SONDAGGI: MAY AL COMANDO, CORBYN IN RIMONTA
Analizzando i sondaggi dell’ultimo mese, tutti danno i conservatori di Theresa May in vantaggio, e dunque l’attuale primo ministro sembra destinata a formare un nuovo governo e ad ottenere un altro mandato. Tuttavia, la tendenza è quella di una rimonta dei laburisti e di Jeremy Corbyn, che nel corso della campagna elettorale hanno progressivamente guadagnato punti percentuali. I dati sono confermati anche dai risultati delle ultime elezioni locali, che hanno premiato principalmente i conservatori.

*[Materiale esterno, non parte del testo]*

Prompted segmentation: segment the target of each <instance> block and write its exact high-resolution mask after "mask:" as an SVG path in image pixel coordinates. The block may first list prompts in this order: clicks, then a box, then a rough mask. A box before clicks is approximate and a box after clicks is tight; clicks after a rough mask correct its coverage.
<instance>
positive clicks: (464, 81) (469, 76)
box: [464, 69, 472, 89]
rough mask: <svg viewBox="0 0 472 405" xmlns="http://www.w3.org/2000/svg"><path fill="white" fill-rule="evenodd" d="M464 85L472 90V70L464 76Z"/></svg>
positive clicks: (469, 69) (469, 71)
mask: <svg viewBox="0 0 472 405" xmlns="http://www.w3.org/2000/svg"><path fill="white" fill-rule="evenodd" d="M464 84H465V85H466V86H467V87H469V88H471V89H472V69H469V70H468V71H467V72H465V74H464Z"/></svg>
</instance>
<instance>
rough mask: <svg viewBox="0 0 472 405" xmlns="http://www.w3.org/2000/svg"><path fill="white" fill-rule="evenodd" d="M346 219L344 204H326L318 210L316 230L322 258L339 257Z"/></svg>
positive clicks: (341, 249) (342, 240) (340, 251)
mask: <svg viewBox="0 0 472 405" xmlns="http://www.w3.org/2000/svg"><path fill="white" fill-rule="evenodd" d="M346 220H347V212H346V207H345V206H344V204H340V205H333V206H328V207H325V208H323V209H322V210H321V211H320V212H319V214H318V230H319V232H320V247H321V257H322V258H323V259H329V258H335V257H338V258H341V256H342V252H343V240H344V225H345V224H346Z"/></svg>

Se, a metà maggio, le agenzie davano Theresa May prossima alla soglia del 50%, oggi la leader del Conservative Party si è assestata su percentuali del 42-43%, comunque sufficienti per risultare la prima forza politica del Paese. I laburisti, invece, si attestano tra il 35% ed il 37%, dopo essere stati ai minimi storici a fine aprile (26%). Lo scenario che si prospetta è dunque quello di una vittoria conservatrice e di una onorevole sconfitta per i laburisti, che solamente qualche settimana fa sembravano vicini al tracollo.
Per quanto concerne gli altri partiti, i Liberal Democrats hanno perso punti rispetto ai sondaggi precedenti, scendendo sotto il 10% ed assestandosi tra il 7% e l’8%. Sotto il 5% le altre forze, compre lo UKIP.
Ricordiamo, comunque, che le percentuali su scala nazionale sono solamente indicative e poco affidabili quando il metodo utilizzato è quello del first-past-the post: lo Scottish National Party, ad esempio, è dato al 4%, ma supera il 40% in tutti i sondaggi che considerano la sola Scozia, e dunque dovrebbe ottenere la maggioranza de 59 seggi assegnati dai collegi elettorali scozzesi. In Galles comandano invece i laburisti, mentre in Irlanda del Nord si annuncia il solito testa a testa tra Democratic Unionist Party e Sinn Féin.